Zhang Lingyu, Jiang Zhihao, Hu Shaozhen, Ni Haojie, Zhao Yijing, Tan Xiaoqin, Lang Yi, Na Risong, Li Yanwu, Du Qun, Li Qing X, Dong Yan
Science and Technology Innovation Center, Guangzhou University of Chinese Medicine, Guangzhou, Guangdong Province, China.
Medical Department, Wuhan City College, Wuhan, 430083, China.
Inflammation. 2024 Aug 24. doi: 10.1007/s10753-024-02133-z.
Alzheimer's disease (AD) is a neurodegenerative disease mainly characterized by cognitive impairment. Glycogen synthase kinase 3 (GSK3β) is a potential therapeutic target against AD. Isoorientin (ISO), a GSK3β substrate competitive inhibitor, plays anti-AD effects in in vitro and in vivo AD model. TFGF-18 is an ISO synthetic analog with improved potency, but its neuroprotective effect in vivo remains to be elucidated, and the underlying mechanisms of GSK3β inhibitor against AD need to be clarified. This study investigated the TFGF-18 and ISO effects on gut homeostasis and neuroinflammation in scopolamine (SCOP)-induced AD mice. And the protection on barrier function was observed in in vitro blood-brain barrier (BBB) model of mouse brain microvascular endothelial cells (bEnd.3). The results show that TFGF-18 and ISO improved cognitive function in SCOP-induced mice, and inhibited cholinergic system disorders and inflammation in the brain and intestine, decreased the level of lipopolysaccharides (LPS) in serum and intestine, protected the diversity and balance of intestinal microbiome, increased the expressions of tight junction protein (ZO-1, occludin), brain derived neurotrophic factor (BDNF) and glial cell-derived neurotrophic factor (GDNF) in the mouse brain and intestine. In addition, TFGF-18 and ISO protected against barrier damage in LPS-stimulated BBB model of bEnd.3 cells in vitro. TFGF-18 and ISO increased the ratio of p-GSK3β/GSK3β, suppressed toll-like receptors 4 (TLR-4) expression and nuclear factor kappa-B (NF-κB) activation in vivo and in vitro, and increased the expressions of β-catenin, nuclear factor erythroid 2-related factor 2 (Nrf2) and heme oxygenase-1 (HO-1) in vitro. In conclusion, The GSK3β inhibitors TFGF-18 and ISO modulate the gut homeostasis and barrier function to inhibit neuroinflammation and attenuate cognitive impairment by regulating NF-κB, β-catenin and Nrf2/HO-1 pathways.

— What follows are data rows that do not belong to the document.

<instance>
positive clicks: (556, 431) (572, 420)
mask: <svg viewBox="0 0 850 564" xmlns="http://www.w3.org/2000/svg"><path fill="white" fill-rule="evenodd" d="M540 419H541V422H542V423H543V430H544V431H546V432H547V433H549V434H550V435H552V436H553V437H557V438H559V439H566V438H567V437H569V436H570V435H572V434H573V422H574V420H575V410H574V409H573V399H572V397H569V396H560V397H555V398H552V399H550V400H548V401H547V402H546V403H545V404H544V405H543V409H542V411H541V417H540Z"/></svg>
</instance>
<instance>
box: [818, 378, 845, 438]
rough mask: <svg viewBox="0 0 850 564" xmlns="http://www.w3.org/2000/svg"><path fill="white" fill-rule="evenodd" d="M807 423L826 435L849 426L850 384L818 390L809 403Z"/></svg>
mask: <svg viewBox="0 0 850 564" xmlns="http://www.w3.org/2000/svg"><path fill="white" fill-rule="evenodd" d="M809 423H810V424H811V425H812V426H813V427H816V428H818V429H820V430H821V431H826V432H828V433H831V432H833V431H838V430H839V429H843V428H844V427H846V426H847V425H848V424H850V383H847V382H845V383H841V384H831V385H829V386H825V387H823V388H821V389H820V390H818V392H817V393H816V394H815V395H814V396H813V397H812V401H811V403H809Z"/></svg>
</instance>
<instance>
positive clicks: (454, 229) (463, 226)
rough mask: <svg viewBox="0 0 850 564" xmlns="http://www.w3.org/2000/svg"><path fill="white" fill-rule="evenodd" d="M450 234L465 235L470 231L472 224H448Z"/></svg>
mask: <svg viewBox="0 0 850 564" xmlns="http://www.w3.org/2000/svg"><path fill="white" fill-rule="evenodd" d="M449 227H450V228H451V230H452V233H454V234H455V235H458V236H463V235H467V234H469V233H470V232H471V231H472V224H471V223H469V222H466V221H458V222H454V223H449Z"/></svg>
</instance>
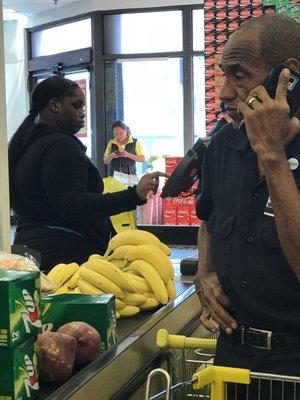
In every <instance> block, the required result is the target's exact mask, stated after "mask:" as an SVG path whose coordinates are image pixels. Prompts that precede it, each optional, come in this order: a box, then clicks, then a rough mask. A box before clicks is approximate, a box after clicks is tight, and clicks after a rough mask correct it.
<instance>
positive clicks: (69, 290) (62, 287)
mask: <svg viewBox="0 0 300 400" xmlns="http://www.w3.org/2000/svg"><path fill="white" fill-rule="evenodd" d="M68 283H69V281H67V282H65V283H64V284H63V285H62V286H60V287H59V288H57V289H56V290H55V292H54V294H62V293H70V292H71V290H70V289H69V287H68Z"/></svg>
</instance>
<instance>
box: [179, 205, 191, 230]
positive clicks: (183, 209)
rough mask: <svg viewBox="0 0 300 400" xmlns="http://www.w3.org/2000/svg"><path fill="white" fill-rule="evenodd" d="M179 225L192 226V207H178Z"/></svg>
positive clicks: (184, 206) (184, 225) (186, 206)
mask: <svg viewBox="0 0 300 400" xmlns="http://www.w3.org/2000/svg"><path fill="white" fill-rule="evenodd" d="M177 224H178V225H181V226H189V225H191V207H190V205H189V204H181V205H180V206H178V211H177Z"/></svg>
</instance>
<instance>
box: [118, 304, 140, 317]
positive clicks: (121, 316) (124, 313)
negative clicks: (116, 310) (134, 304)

阿尔茨海默病(AD)是一种主要以认知障碍为特征的神经退行性疾病。糖原合酶激酶3(GSK3β)是对抗AD的一个潜在治疗靶点。异荭草苷(ISO)作为一种GSK3β底物竞争性抑制剂,在体外和体内AD模型中发挥抗AD作用。TFGF - 18是一种活性增强的ISO合成类似物,但其体内神经保护作用仍有待阐明,GSK3β抑制剂对抗AD的潜在机制也需要明确。本研究调查了TFGF - 18和ISO对东莨菪碱(SCOP)诱导的AD小鼠肠道内环境稳态和神经炎症的影响。并且在小鼠脑微血管内皮细胞(bEnd.3)的体外血脑屏障(BBB)模型中观察到了对屏障功能的保护作用。结果表明,TFGF - 18和ISO改善了SCOP诱导小鼠的认知功能,抑制了脑和肠道中的胆碱能系统紊乱及炎症,降低了血清和肠道中脂多糖(LPS)的水平,保护了肠道微生物群的多样性和平衡,增加了小鼠脑和肠道中紧密连接蛋白(ZO - 1、闭合蛋白)、脑源性神经营养因子(BDNF)和胶质细胞源性神经营养因子(GDNF)的表达。此外,TFGF - 18和ISO在体外LPS刺激的bEnd.3细胞BBB模型中保护细胞免受屏障损伤。TFGF - 18和ISO在体内和体外均增加了p - GSK3β/GSK3β的比例,抑制了Toll样受体4(TLR - 4)的表达和核因子κB(NF - κB)的激活,并在体外增加了β - 连环蛋白、核因子红细胞2相关因子2(Nrf2)和血红素加氧酶 - 1(HO - 1)的表达。总之,GSK3β抑制剂TFGF - 18和ISO通过调节NF - κB、β - 连环蛋白和Nrf2/HO - 1信号通路来调节肠道内环境稳态和屏障功能,从而抑制神经炎症并减轻认知障碍。